As far as (a) is concerned: States are not prosecuted in the ICC. Nor are the crimes within the subject-matter jurisdiction of the ICC creations of the ICC Statute. They are, as a matter of ius cogens, crimes under customary international law. It is perhaps important to note that the definitions of crimes and their inclusion in the subject-matter jurisdiction of the ICC were approved at the Rome Conference by general agreement - with one exception: inclusion of the war crime relating to resettlement of a population in occupied territories prompted the negative vote of Israel. For the rest, abstentions and negative votes founded on the jurisdiction ratione materiae of the ICC were not based on what went into the ICC Statute, but on what was not included (notably international drug trafficking and the threat or use of nuclear weapons).
All that was done in Rome, therefore, was to create a tribunal to bring perpetrators of the most serious crimes of concern to the international community as a whole to justice in cases where national States with a special interest in the matter are either unwilling or unable to do the same.
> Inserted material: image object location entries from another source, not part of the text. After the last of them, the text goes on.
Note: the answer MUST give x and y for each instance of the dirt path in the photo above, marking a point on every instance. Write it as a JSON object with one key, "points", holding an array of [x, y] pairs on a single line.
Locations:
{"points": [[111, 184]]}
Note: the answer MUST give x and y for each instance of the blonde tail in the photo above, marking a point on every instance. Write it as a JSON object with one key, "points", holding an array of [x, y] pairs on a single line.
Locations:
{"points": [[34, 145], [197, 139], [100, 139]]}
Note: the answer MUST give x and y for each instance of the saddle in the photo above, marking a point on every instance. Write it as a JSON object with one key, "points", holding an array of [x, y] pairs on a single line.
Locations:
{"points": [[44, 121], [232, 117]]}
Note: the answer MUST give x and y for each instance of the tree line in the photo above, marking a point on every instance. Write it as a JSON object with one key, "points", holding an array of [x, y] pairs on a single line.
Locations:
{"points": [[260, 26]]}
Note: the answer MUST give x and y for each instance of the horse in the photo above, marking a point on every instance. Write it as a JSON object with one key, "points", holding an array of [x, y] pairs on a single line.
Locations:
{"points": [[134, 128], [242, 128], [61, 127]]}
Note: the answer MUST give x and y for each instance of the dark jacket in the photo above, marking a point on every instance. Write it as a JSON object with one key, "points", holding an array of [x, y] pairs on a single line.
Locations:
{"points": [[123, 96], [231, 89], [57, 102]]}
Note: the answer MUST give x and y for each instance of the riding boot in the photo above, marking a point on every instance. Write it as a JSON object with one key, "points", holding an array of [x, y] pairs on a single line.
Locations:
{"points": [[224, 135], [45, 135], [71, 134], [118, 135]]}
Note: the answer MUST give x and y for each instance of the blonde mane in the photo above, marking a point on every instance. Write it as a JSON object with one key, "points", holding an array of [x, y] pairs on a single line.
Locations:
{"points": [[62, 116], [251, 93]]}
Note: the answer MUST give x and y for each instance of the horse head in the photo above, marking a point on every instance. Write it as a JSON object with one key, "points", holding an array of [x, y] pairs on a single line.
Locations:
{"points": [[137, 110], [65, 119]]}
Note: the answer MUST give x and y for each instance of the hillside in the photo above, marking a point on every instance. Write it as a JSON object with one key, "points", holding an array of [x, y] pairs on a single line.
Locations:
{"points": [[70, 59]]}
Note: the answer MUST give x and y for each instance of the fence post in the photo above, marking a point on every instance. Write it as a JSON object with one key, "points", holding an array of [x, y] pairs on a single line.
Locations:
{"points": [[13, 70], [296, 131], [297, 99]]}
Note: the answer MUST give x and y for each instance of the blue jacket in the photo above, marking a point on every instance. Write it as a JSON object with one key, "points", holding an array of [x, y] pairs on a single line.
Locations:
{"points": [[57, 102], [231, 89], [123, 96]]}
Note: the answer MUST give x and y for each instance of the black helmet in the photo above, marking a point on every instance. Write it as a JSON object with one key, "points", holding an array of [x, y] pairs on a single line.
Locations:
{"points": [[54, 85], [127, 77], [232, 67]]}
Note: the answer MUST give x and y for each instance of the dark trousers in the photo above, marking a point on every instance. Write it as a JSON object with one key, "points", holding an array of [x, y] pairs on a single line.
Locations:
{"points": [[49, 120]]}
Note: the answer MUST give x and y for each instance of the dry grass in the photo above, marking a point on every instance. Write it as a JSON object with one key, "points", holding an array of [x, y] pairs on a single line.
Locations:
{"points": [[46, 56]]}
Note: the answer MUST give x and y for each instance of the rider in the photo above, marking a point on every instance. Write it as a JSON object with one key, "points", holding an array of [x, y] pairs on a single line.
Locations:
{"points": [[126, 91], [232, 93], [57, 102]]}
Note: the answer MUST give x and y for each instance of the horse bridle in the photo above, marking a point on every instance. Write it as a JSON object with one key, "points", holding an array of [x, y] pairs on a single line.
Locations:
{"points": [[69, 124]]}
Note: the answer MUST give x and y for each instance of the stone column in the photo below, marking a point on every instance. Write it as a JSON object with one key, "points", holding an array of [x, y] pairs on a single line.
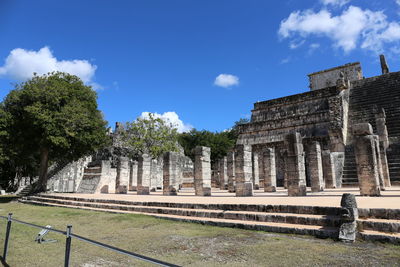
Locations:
{"points": [[230, 162], [243, 171], [256, 171], [269, 169], [122, 181], [295, 165], [328, 169], [133, 176], [383, 145], [202, 171], [170, 173], [223, 175], [348, 218], [366, 159], [379, 162], [153, 175], [144, 165], [315, 167]]}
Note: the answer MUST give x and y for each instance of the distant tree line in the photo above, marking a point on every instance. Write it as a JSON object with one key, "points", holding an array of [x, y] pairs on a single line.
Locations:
{"points": [[55, 118], [219, 142]]}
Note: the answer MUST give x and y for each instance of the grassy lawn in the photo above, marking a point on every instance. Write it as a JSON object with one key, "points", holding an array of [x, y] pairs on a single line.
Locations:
{"points": [[185, 244]]}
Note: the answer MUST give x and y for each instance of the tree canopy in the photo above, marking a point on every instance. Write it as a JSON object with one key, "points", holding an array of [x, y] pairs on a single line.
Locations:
{"points": [[150, 135], [52, 117], [219, 142]]}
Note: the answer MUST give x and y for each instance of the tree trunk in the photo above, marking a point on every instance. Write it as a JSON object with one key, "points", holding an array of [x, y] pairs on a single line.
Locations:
{"points": [[44, 161]]}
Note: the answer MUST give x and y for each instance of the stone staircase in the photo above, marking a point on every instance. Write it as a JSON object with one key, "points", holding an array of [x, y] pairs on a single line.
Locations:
{"points": [[25, 191], [90, 179], [366, 98], [350, 178], [310, 220]]}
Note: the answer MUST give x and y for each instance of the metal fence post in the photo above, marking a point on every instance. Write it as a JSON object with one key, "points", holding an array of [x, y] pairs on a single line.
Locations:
{"points": [[68, 246], [9, 220]]}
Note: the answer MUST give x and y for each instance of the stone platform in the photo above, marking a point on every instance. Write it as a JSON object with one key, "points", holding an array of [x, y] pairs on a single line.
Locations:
{"points": [[316, 214], [390, 198]]}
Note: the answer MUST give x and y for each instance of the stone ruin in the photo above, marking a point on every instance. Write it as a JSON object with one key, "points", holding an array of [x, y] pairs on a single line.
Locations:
{"points": [[344, 132], [316, 135]]}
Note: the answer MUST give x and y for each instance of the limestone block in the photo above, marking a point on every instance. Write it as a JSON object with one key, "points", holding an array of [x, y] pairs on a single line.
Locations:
{"points": [[328, 168], [223, 175], [153, 175], [170, 173], [256, 171], [295, 165], [269, 170], [231, 171], [367, 165], [144, 165], [362, 129], [315, 167], [348, 218], [133, 176], [104, 189], [202, 171], [123, 171], [243, 170], [122, 189]]}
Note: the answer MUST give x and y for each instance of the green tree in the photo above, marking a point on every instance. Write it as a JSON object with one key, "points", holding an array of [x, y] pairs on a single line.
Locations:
{"points": [[150, 135], [54, 117], [219, 142]]}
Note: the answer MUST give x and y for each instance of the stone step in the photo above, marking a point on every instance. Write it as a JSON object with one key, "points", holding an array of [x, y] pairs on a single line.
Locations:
{"points": [[315, 230], [316, 210], [92, 170], [377, 236], [292, 218], [381, 225]]}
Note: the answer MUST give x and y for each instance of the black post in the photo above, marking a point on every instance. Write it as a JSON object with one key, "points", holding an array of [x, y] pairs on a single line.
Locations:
{"points": [[68, 246], [9, 220]]}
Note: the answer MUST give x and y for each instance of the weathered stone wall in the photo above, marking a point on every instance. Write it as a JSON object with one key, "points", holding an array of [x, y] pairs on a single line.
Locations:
{"points": [[329, 77], [202, 171], [317, 114], [243, 171], [170, 173], [69, 177]]}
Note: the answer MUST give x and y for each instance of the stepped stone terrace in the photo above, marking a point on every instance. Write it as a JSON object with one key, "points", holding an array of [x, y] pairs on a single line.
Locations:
{"points": [[325, 162]]}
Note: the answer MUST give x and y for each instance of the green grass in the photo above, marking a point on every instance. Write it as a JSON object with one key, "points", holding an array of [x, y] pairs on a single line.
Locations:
{"points": [[8, 198], [186, 244]]}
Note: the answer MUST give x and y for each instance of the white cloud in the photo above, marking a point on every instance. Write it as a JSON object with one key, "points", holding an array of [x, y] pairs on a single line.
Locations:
{"points": [[226, 80], [172, 118], [285, 60], [352, 28], [20, 65], [296, 44], [336, 2]]}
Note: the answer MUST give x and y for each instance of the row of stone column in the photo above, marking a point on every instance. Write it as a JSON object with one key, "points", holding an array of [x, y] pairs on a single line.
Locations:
{"points": [[244, 167], [371, 159]]}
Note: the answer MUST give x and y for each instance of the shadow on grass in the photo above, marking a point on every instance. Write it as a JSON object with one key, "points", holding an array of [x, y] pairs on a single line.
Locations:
{"points": [[3, 262]]}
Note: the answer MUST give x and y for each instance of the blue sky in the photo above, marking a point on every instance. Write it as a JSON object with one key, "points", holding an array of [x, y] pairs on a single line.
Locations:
{"points": [[205, 61]]}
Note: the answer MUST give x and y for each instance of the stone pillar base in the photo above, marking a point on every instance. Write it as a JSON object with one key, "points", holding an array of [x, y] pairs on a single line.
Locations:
{"points": [[169, 191], [297, 191], [122, 189], [244, 190], [143, 190], [203, 192], [270, 189]]}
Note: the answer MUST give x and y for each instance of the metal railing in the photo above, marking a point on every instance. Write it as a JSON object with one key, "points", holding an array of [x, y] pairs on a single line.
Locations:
{"points": [[69, 235]]}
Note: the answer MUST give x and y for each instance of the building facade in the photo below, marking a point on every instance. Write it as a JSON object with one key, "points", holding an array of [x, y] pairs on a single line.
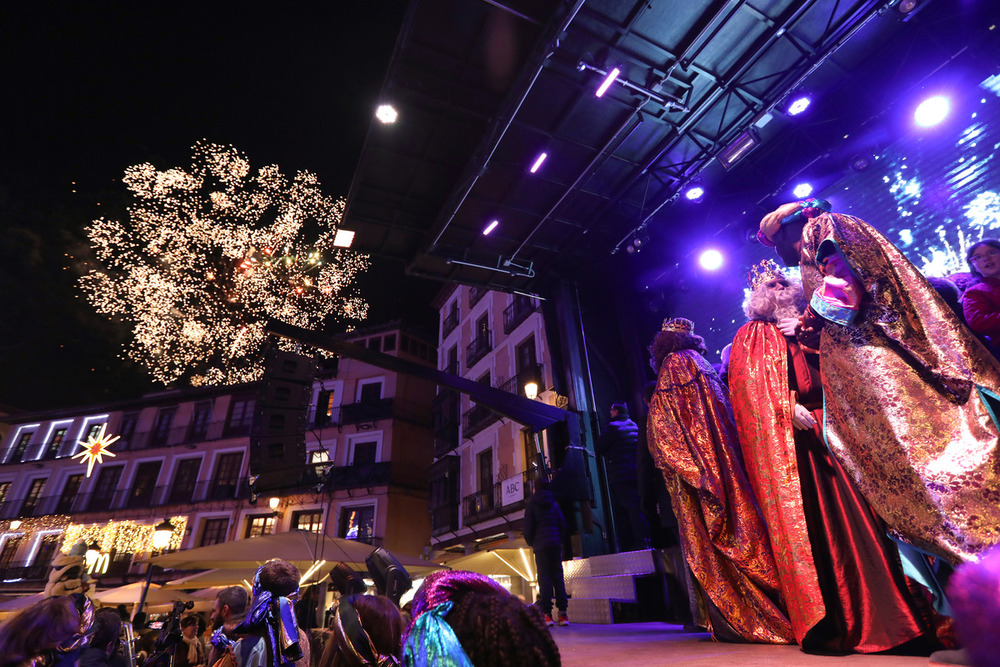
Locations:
{"points": [[483, 464], [184, 455]]}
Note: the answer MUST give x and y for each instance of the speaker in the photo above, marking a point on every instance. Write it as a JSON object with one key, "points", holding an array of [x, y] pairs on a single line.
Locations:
{"points": [[277, 434], [390, 577]]}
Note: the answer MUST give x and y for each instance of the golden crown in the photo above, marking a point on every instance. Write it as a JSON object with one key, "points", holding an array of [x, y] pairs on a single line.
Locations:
{"points": [[763, 271], [678, 325]]}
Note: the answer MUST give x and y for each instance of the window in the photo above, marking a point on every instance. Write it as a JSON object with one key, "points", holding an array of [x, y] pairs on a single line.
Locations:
{"points": [[185, 480], [22, 444], [525, 359], [240, 416], [364, 453], [199, 421], [371, 392], [52, 450], [357, 523], [227, 475], [69, 494], [129, 422], [145, 484], [31, 499], [311, 520], [260, 525], [319, 456], [214, 531], [164, 422], [46, 550], [104, 490], [324, 408]]}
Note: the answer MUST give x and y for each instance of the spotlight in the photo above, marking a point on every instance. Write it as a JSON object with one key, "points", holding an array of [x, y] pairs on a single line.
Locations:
{"points": [[695, 193], [710, 260], [386, 114], [798, 105], [932, 111], [538, 162], [608, 80], [860, 162]]}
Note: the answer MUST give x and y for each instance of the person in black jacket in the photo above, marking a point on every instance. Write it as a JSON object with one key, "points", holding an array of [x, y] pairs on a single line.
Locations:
{"points": [[544, 527], [619, 444]]}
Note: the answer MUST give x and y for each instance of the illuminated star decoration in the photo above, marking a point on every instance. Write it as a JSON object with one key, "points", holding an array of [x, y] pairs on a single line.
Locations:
{"points": [[207, 254], [95, 448]]}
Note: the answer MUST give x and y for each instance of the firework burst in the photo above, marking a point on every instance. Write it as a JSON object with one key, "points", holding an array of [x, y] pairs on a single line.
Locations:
{"points": [[207, 255]]}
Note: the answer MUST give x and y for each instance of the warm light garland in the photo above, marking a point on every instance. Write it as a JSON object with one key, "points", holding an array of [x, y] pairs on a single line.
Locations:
{"points": [[122, 536], [207, 255]]}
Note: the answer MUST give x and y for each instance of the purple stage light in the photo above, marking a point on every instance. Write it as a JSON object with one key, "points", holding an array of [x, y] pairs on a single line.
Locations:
{"points": [[538, 162], [802, 190], [799, 105], [932, 111], [711, 260], [608, 80]]}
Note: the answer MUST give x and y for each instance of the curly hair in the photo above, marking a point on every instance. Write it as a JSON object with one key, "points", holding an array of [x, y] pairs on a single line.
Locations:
{"points": [[500, 630], [493, 627], [668, 342], [39, 629], [380, 620]]}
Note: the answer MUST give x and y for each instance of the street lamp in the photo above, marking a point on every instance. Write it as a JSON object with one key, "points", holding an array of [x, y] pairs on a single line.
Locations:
{"points": [[161, 540]]}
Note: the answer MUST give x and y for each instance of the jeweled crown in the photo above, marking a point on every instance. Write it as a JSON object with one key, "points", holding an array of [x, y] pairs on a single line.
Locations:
{"points": [[763, 271], [678, 325]]}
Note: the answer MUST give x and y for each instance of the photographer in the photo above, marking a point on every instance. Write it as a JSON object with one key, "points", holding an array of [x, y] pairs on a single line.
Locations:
{"points": [[190, 651]]}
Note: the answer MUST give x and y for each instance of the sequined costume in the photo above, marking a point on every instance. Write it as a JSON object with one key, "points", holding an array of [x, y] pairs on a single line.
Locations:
{"points": [[840, 576], [905, 387], [693, 441]]}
The ICC jurisdiction to prosecute such crimes is founded, except in the case of Security Council referrals, on the universally recognized jurisdictional principles of territoriality and active personality.
The exercise of jurisdiction by the ICC is furthermore subject to the principle of complementarity; that is, the first right and duty to bring perpetrators of the crimes concerned to justice vest in national criminal justice systems. The ICC only serves as a stop-gap for cases where the national State is either unwilling or unable to prosecute the very serious crimes that come within the subject-matter jurisdiction of the Court.
Johan D. van der Vyver is I.T. Cohen Professor of International Law and Human Rights at Emory University, School of Law.
1Foreign Relations Authorization Act, Fiscal Year 1994 and 1995, § 517(b), HR 2333, 103rd Cong, 108 Stat 382, 469 (1994). These sentiments were echoed on several occasions by President William Clinton. On September 22, 1997, President Clinton in his address to the 52nd Session of the General Assembly of the United Nations said:
The United Nations must be prepared to respond [to the demands of people who do not enjoy universal human rights] not only by setting standards but by implementing them. ... To punish those responsible for crimes against humanity and to promote justice so that peace endures, we must maintain our strong support for the U.N.'s war crime tribunals and truth commissions. And before the century ends, we should establish a permanent international court to prosecute the most serious violations of humanitarian law.See 33.39 Weekly Compilation of Presidential Documents 1386, at 1389 (Sept. 29, 1997).
2T.W. Lippman 'Ambassador to the Darkest Areas of Human Conflict' Washington Post, at A.19 (18 Nov. 1997).
3J. Bolton, 'Courting Danger, What's Wrong With the International Criminal Court' 54 The National Interest 60, at 71 (Winter 1998/99).